Dicho sumariamente, el proceso político de decisión de políticas transcurre sobre bases que se alejan definitivamente del paradigma cognitivista-tecnocrático. Este supone, de acuerdo con los manuales de la academia, que dicho proceso sigue cinco pasos claramente demarcados: (i) se identifica limpiamente un problema que requiere acción política cuyos fines/valores y objetivos se hallan bien definidos; (ii) se cubre exhaustivamente el abanico de cursos de acción posibles y éstos se enumeran y analizan; (iii) se anticipan las consecuencias de cada uno de esos cursos alternativos; (iv) enseguida se compara esas consecuencias y contrastan con el fin y objetivo buscados, y (v) se elige finalmente la estrategia a seguir que es aquella cuyas consecuencias se emparejan de la mejor manera con ese fin y objetivos.

La irrealidad de tal esquema de aparente racionalidad completa es demasiado evidente; no resiste el test de la experiencia —largamente descrita y estudiada— ni  corresponde a ningún proceso de adopción de políticas concretamente situado. Mas bien, los hacedores de políticas actúan frente a problemas que desde su origen, como vimos, se hallan envueltos en disputas respecto de su identificación, causas y efectos; tienen tiempo, información y conocimiento limitados; no pueden prever sistemáticamente las consecuencias de las acciones que están en proceso de ir definiendo y negociando interactivamente; y no deciden con pleno control de los factores intervinientes sino que deben hacerlo en medio de pugnas de poder y entornos cambiantes, con un margen importante de incertidumbre, por ende, respecto del desenlace y efectos de su actuación.

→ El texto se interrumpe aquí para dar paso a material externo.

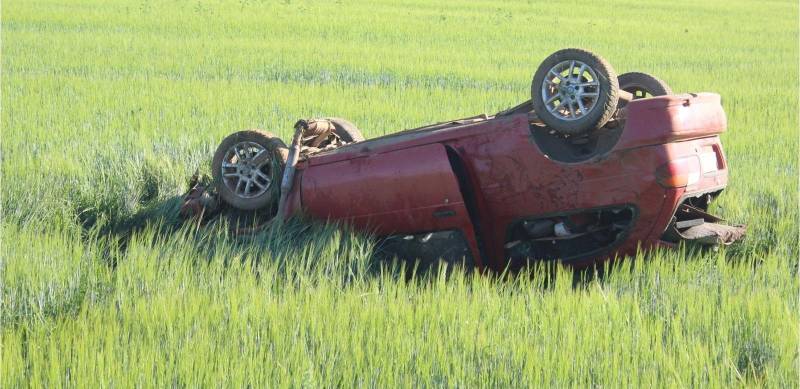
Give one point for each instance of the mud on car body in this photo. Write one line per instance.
(593, 166)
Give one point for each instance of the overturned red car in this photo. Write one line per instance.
(593, 166)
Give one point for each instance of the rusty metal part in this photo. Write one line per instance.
(317, 131)
(625, 97)
(695, 225)
(289, 170)
(199, 202)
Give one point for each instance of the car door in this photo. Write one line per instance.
(408, 193)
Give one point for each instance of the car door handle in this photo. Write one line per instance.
(443, 213)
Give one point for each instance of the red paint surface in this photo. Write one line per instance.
(399, 183)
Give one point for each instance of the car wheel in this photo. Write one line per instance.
(247, 169)
(348, 132)
(575, 91)
(642, 85)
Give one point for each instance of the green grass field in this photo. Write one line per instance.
(109, 107)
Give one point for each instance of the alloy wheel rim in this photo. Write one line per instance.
(242, 175)
(571, 90)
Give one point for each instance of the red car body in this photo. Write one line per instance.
(484, 177)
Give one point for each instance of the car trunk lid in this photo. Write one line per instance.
(672, 118)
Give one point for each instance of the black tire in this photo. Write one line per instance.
(347, 131)
(600, 110)
(642, 84)
(272, 167)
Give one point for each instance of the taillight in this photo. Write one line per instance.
(679, 172)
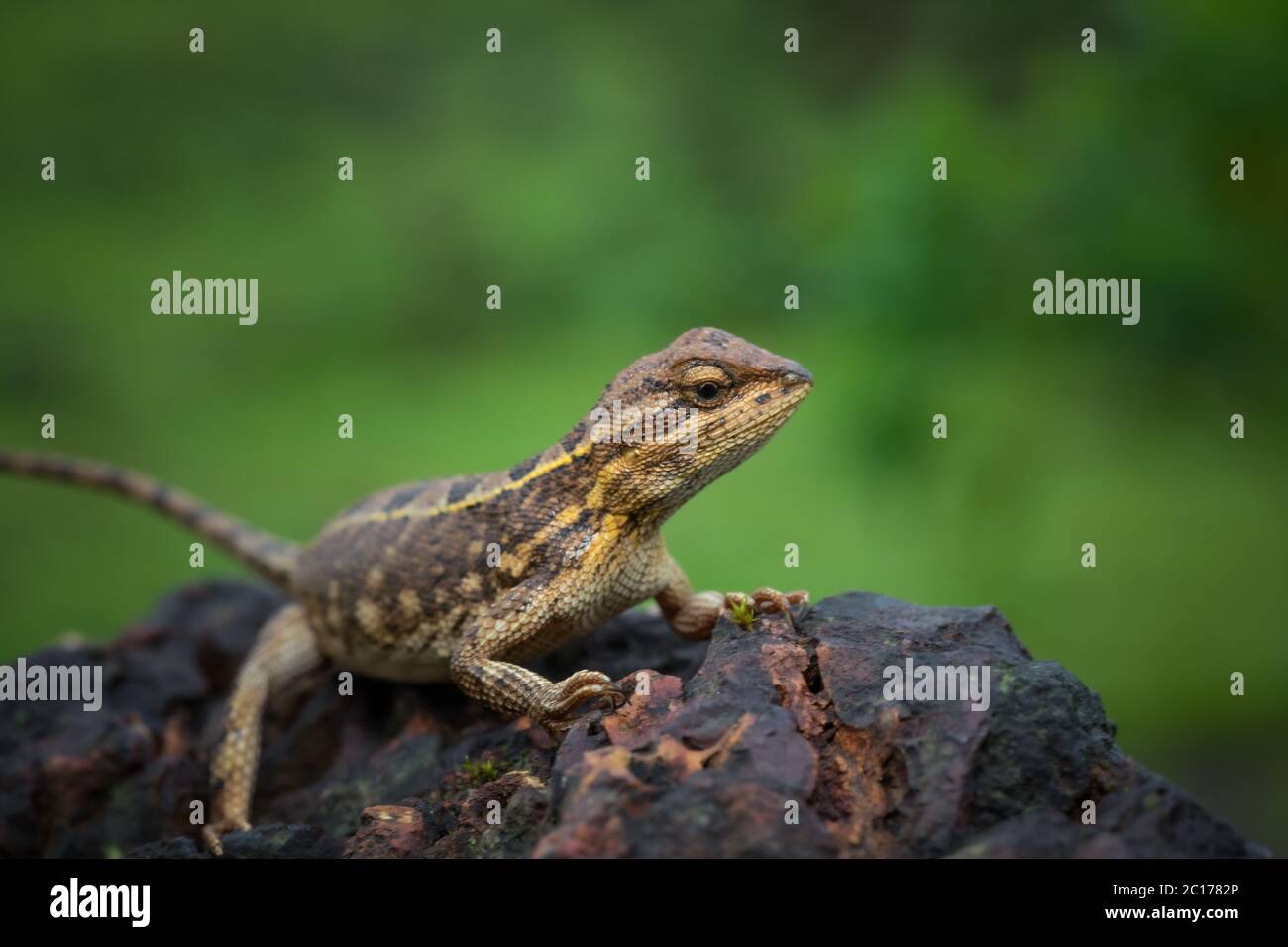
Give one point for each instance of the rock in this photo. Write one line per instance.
(773, 741)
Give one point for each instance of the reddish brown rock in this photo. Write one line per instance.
(773, 741)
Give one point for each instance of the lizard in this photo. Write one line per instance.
(464, 579)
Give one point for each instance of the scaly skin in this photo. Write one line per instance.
(464, 579)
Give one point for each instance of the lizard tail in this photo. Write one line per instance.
(268, 554)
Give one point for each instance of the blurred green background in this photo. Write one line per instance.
(767, 169)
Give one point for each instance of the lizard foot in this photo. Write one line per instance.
(555, 707)
(213, 834)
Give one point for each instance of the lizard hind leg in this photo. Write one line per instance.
(519, 621)
(284, 650)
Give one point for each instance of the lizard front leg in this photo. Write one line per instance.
(695, 615)
(283, 650)
(522, 621)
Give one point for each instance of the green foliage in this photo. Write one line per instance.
(767, 169)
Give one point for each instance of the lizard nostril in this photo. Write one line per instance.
(797, 375)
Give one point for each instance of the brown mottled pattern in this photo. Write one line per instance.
(399, 585)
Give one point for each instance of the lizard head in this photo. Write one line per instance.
(678, 419)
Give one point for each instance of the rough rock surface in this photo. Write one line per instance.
(774, 741)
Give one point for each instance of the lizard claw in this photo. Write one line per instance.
(557, 707)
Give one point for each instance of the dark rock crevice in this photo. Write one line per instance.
(772, 741)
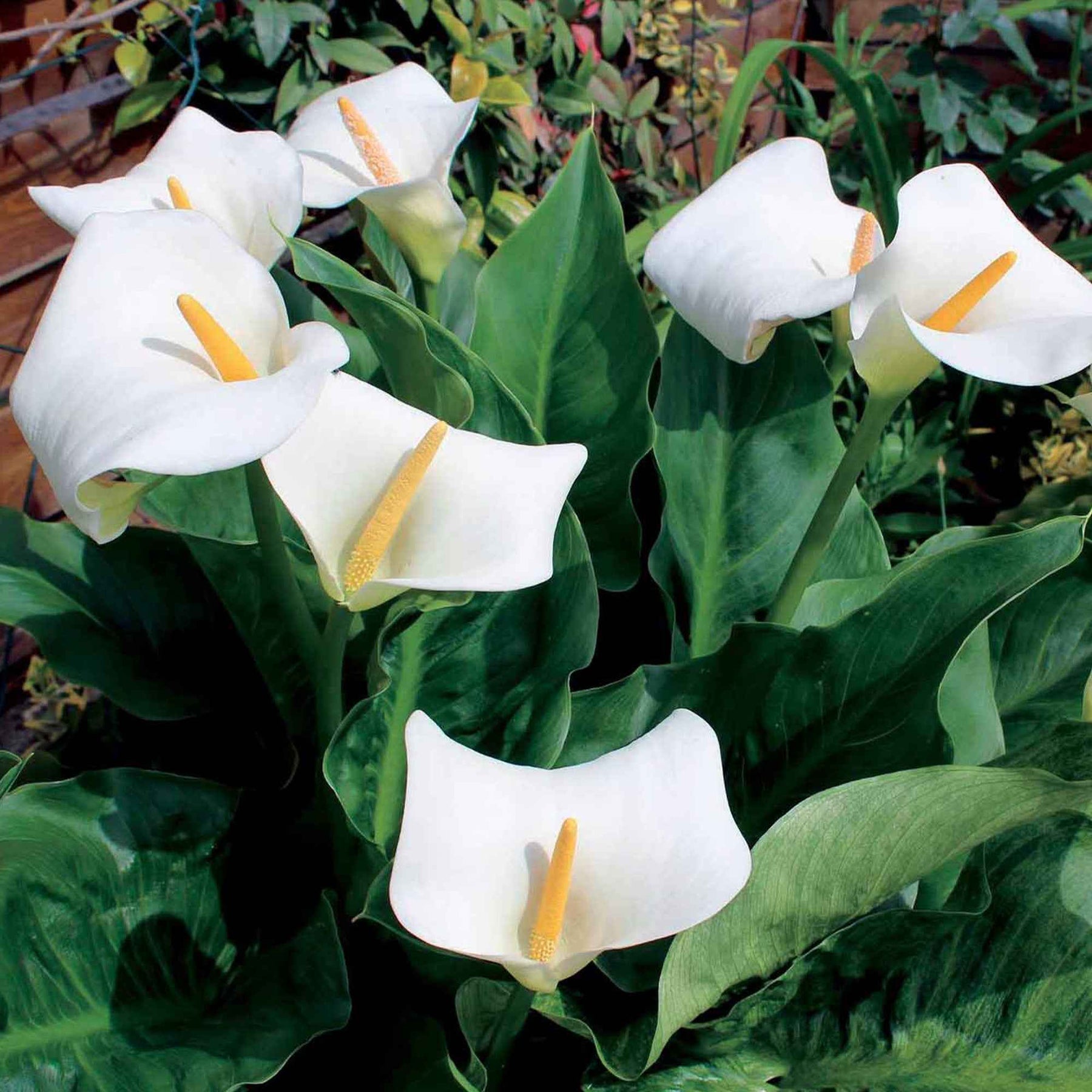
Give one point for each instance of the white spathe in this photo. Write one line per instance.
(767, 243)
(116, 379)
(420, 128)
(658, 850)
(251, 184)
(483, 519)
(1033, 327)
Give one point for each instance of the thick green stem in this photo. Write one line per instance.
(328, 677)
(508, 1026)
(427, 295)
(865, 439)
(840, 360)
(278, 566)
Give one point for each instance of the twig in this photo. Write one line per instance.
(47, 47)
(76, 24)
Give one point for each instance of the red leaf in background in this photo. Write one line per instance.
(584, 38)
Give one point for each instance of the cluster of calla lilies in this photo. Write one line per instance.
(166, 349)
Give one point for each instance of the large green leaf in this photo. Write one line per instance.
(797, 712)
(562, 323)
(759, 59)
(493, 672)
(837, 857)
(420, 359)
(131, 955)
(908, 1002)
(745, 454)
(135, 618)
(1042, 652)
(237, 575)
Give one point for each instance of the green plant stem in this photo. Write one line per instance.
(841, 360)
(878, 412)
(427, 295)
(278, 566)
(328, 676)
(508, 1026)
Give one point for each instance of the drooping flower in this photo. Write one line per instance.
(389, 141)
(390, 499)
(766, 244)
(542, 871)
(138, 357)
(251, 184)
(965, 282)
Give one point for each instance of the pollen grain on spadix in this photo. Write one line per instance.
(864, 244)
(178, 196)
(546, 932)
(379, 531)
(368, 146)
(950, 314)
(226, 356)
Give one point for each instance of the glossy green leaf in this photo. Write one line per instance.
(837, 857)
(745, 454)
(135, 618)
(272, 30)
(144, 103)
(798, 712)
(493, 674)
(562, 322)
(131, 957)
(458, 300)
(420, 357)
(1042, 652)
(906, 1002)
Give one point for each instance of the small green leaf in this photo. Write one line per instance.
(133, 61)
(138, 949)
(272, 30)
(568, 98)
(143, 104)
(354, 54)
(613, 27)
(988, 132)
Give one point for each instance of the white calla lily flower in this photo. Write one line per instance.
(390, 499)
(541, 871)
(130, 366)
(766, 244)
(965, 282)
(389, 140)
(251, 184)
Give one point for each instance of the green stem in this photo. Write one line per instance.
(508, 1026)
(841, 360)
(878, 412)
(278, 566)
(328, 676)
(427, 295)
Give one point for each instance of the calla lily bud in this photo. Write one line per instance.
(965, 282)
(389, 140)
(766, 244)
(389, 498)
(251, 184)
(541, 871)
(165, 348)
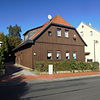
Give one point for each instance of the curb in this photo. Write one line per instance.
(61, 79)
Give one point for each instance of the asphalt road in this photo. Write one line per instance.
(79, 89)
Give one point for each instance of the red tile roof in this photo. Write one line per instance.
(57, 19)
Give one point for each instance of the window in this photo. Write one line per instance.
(74, 56)
(67, 55)
(58, 32)
(58, 55)
(82, 34)
(26, 37)
(49, 55)
(66, 33)
(89, 60)
(49, 33)
(91, 33)
(82, 26)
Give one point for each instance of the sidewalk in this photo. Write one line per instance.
(50, 77)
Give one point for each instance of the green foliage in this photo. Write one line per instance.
(14, 31)
(67, 66)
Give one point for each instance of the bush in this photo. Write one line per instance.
(67, 66)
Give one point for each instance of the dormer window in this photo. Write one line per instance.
(49, 33)
(66, 33)
(59, 32)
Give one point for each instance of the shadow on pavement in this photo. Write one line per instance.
(11, 69)
(13, 89)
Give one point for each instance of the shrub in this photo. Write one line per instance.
(67, 66)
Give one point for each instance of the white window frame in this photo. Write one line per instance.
(66, 33)
(49, 33)
(59, 32)
(49, 54)
(74, 55)
(67, 55)
(58, 55)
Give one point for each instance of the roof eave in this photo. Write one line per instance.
(23, 44)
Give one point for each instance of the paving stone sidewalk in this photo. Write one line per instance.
(47, 77)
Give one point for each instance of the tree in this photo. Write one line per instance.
(14, 31)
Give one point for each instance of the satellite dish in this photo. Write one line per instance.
(49, 17)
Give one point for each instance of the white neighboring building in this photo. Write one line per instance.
(92, 38)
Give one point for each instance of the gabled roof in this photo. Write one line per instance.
(89, 26)
(57, 19)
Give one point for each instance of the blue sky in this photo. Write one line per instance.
(32, 13)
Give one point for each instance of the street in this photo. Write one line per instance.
(79, 89)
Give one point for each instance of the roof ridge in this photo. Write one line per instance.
(57, 19)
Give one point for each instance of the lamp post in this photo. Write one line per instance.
(95, 41)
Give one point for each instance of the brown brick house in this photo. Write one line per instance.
(56, 40)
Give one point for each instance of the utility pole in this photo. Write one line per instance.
(95, 41)
(94, 51)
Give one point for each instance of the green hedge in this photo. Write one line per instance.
(67, 66)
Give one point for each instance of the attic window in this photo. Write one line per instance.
(49, 33)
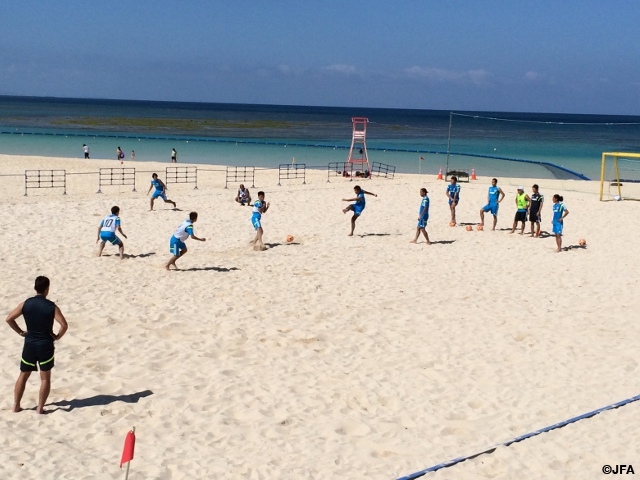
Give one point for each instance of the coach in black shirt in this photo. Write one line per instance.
(39, 314)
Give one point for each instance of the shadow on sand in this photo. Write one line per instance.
(98, 400)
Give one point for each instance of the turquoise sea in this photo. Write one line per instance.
(493, 143)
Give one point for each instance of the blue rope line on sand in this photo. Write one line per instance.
(450, 463)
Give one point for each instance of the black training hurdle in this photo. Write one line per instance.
(182, 175)
(45, 179)
(240, 175)
(116, 176)
(382, 170)
(339, 169)
(292, 171)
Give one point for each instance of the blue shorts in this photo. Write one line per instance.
(109, 237)
(557, 228)
(176, 245)
(491, 208)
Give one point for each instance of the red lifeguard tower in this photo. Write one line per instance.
(358, 160)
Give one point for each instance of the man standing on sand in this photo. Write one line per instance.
(176, 245)
(535, 210)
(39, 314)
(107, 231)
(522, 204)
(423, 217)
(453, 194)
(492, 203)
(160, 191)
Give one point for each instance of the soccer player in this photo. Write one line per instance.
(522, 204)
(39, 314)
(160, 191)
(107, 231)
(259, 207)
(494, 197)
(243, 197)
(535, 210)
(357, 207)
(423, 217)
(176, 245)
(559, 213)
(453, 194)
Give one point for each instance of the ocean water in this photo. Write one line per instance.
(494, 144)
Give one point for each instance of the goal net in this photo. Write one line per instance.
(620, 176)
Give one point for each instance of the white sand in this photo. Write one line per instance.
(332, 357)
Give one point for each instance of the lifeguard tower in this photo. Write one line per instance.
(358, 160)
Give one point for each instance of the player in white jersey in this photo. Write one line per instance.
(107, 231)
(176, 245)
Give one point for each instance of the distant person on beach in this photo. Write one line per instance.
(559, 213)
(494, 197)
(522, 207)
(357, 207)
(535, 211)
(176, 245)
(243, 197)
(423, 217)
(39, 315)
(160, 191)
(453, 194)
(107, 231)
(259, 207)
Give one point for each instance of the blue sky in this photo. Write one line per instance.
(565, 56)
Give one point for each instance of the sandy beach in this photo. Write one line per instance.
(328, 357)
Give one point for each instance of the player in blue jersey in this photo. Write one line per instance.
(160, 191)
(494, 197)
(176, 244)
(453, 194)
(423, 217)
(107, 231)
(259, 207)
(559, 213)
(357, 207)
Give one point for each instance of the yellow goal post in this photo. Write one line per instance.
(618, 169)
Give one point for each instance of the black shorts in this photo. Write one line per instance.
(37, 353)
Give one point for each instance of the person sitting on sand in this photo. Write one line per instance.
(39, 314)
(522, 205)
(243, 197)
(176, 244)
(357, 207)
(259, 207)
(559, 213)
(494, 197)
(423, 217)
(107, 231)
(160, 191)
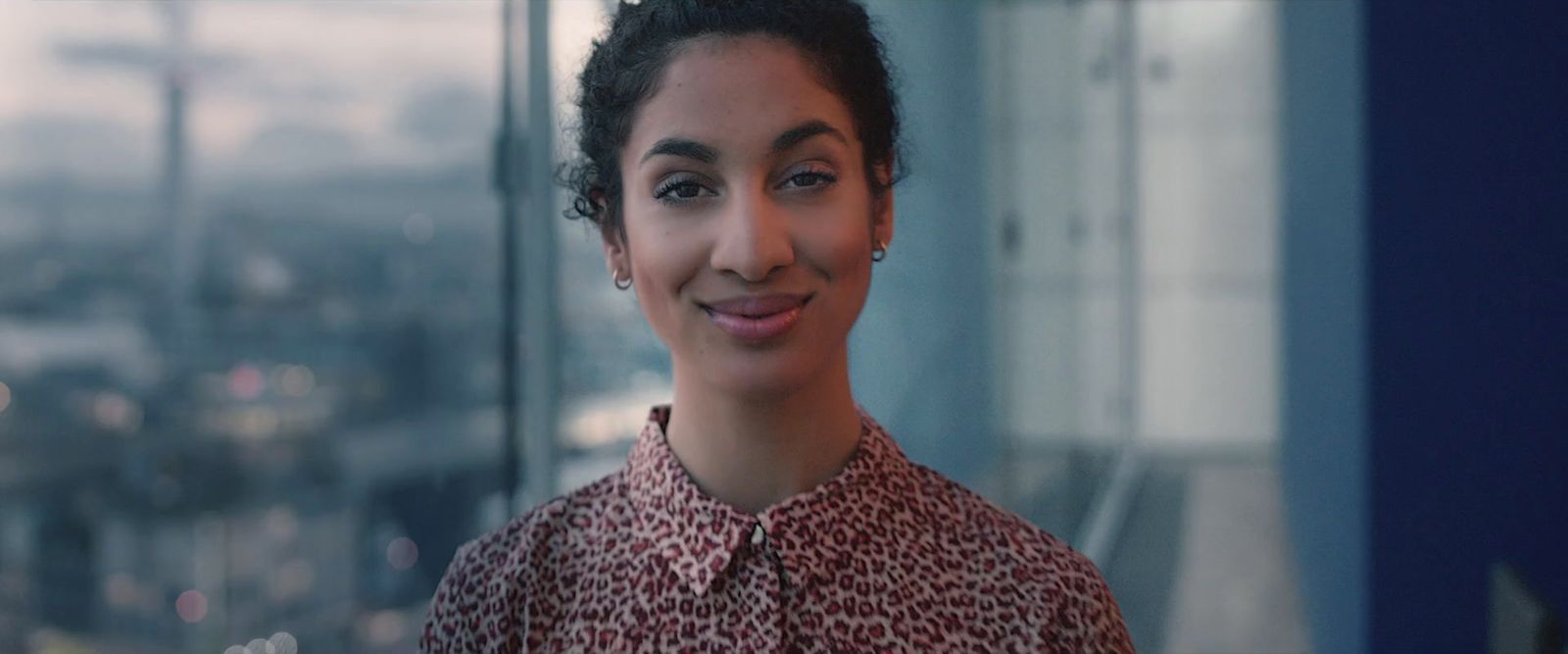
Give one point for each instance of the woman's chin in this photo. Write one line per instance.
(762, 376)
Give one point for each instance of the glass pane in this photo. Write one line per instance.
(248, 321)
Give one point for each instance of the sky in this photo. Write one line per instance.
(278, 86)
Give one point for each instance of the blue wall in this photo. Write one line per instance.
(1468, 240)
(919, 355)
(1465, 355)
(1324, 381)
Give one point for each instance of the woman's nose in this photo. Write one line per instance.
(753, 237)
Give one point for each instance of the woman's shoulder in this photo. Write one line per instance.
(480, 596)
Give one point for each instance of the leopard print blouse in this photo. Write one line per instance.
(885, 557)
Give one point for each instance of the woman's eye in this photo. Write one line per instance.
(809, 179)
(678, 190)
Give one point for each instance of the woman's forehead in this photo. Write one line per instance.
(736, 93)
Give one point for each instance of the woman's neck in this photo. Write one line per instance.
(755, 452)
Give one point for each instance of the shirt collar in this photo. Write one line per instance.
(812, 532)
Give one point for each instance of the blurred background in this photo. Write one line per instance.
(1259, 305)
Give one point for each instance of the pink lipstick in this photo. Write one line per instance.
(757, 319)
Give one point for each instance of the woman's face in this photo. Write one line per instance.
(749, 217)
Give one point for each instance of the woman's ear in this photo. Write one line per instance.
(615, 253)
(882, 206)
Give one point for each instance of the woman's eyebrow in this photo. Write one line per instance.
(805, 130)
(702, 152)
(681, 148)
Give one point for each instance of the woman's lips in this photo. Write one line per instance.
(757, 319)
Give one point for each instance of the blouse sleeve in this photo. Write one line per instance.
(1105, 632)
(455, 609)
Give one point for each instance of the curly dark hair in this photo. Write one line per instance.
(835, 36)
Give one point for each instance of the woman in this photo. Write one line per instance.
(737, 160)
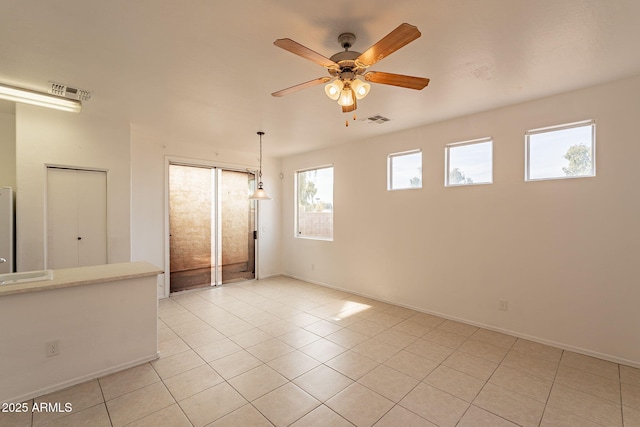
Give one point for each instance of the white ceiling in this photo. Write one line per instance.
(202, 71)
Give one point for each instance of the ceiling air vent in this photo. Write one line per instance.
(65, 91)
(377, 119)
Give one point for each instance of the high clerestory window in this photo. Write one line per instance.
(566, 151)
(314, 203)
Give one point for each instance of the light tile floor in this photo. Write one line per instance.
(284, 352)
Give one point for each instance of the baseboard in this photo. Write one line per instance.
(78, 380)
(563, 346)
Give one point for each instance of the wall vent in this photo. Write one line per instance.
(65, 91)
(377, 119)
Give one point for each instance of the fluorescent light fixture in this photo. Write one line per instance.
(26, 96)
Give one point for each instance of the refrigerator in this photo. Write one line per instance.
(6, 230)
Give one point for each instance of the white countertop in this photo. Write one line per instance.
(68, 277)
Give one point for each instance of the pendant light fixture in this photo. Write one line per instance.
(260, 193)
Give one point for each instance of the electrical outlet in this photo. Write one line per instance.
(52, 348)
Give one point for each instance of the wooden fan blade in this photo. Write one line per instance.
(305, 52)
(301, 86)
(401, 80)
(393, 41)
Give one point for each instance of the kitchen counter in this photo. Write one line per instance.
(69, 277)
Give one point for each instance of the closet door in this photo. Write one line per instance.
(76, 218)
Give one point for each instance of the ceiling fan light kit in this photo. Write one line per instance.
(348, 68)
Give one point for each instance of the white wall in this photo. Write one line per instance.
(98, 332)
(50, 137)
(148, 183)
(563, 252)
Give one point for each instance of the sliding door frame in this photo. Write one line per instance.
(218, 167)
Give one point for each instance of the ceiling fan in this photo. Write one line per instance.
(347, 69)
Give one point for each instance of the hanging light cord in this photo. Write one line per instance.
(260, 170)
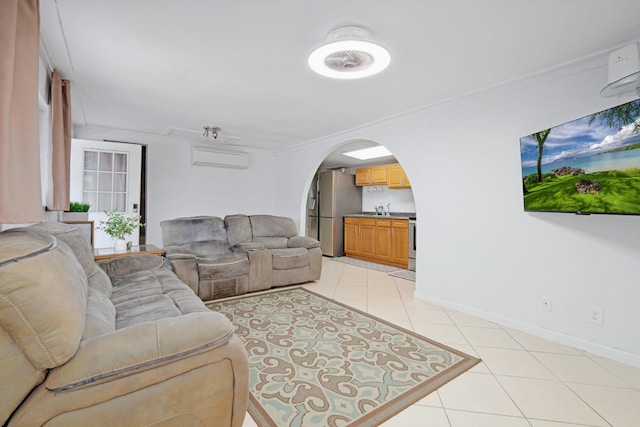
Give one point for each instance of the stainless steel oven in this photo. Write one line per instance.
(412, 243)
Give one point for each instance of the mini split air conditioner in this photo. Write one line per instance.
(203, 155)
(623, 72)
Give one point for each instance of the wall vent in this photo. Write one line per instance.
(205, 155)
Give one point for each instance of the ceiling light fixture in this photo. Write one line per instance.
(213, 130)
(623, 72)
(369, 153)
(349, 53)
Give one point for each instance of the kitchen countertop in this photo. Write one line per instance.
(399, 215)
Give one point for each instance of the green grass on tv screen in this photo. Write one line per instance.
(619, 193)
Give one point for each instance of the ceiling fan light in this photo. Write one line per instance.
(347, 55)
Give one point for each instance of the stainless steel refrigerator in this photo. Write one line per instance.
(337, 195)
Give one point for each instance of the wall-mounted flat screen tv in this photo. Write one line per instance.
(589, 165)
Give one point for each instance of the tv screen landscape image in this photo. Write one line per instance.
(590, 165)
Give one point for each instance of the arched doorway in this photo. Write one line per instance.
(345, 186)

Como señala un valioso informe sobre estas materias: “Los hacedores de política ofrecen razones para sus acciones, razones que inciden en si acaso actuar o no, se orientan por los intereses y valores en juego, y suponen que la política propuesta se comportará como se pretende, sin provocar consecuencias no-buscadas. Además, tales razones se hallan situadas en medio de una argumentación política; y ésta, para decirlo con un término prestado por la filosofía, es una forma práctica de la razón.[…] Al final, un argumento político busca persuadir a otros de aceptar las razones esgrimidas en favor o contra una determinada acción de política”.

En suma, en el marco de la política democrática, la deliberación práctica sobre políticas necesita y debe acoger todos los datos, información y conocimientos disponibles. Pero, por fuerza de la situación, las decisiones serán disputadas, conflictivamente procesadas y resultan no de la evidencia científica, por influyente que esta pueda ser como insumo, sino de un proceso de ajustes mutuos entre agentes de poder que interactivamente las adoptan y de ese modo dan lugar a las políticas.

V

En conclusión, en las sociedades democráticas —de suyo complicadas porque se autoimponen límites en beneficio de la libertad de los agentes y del pluralismo de visiones, creencias y valores— la política experimenta en la actualidad dos desplazamientos fundamentales. Por un lado, el fenómeno de la digitalización o virtualización; por el otro, un fenómeno de cientifización que racionaliza las decisiones en términos de evidencia producida por la investigación.

En ambos frentes los riesgos son evidentes. En el primer caso, el control panóptico de la sociedad y la difusión de una cultura de la vigilancia, junto con la neutralización de la deliberación pública y la pulverización de la e-opinión pública. En el segundo, la sustitución de la argumentación sobre políticas por la imposición tecnocrática de una racionalidad basada en una (supuesta) evidencia científica; por ende, la utilización de la ciencia como un recurso de legitimación del poder y un intento por rejerarquizar las formas de conocimiento en desmedro de la razón práctica y de los diversos saberes surgidos de la experiencia humana en la polis.

Por ambos lados la política democrática está siendo empujada —por la tecnología y la ciencia— a comprometer su sustancia a cambio del espejismo de una racionalidad superior. No vaya a ser que al final se produzcan reacciones en contrario de igual fuerza pero de signo irracional.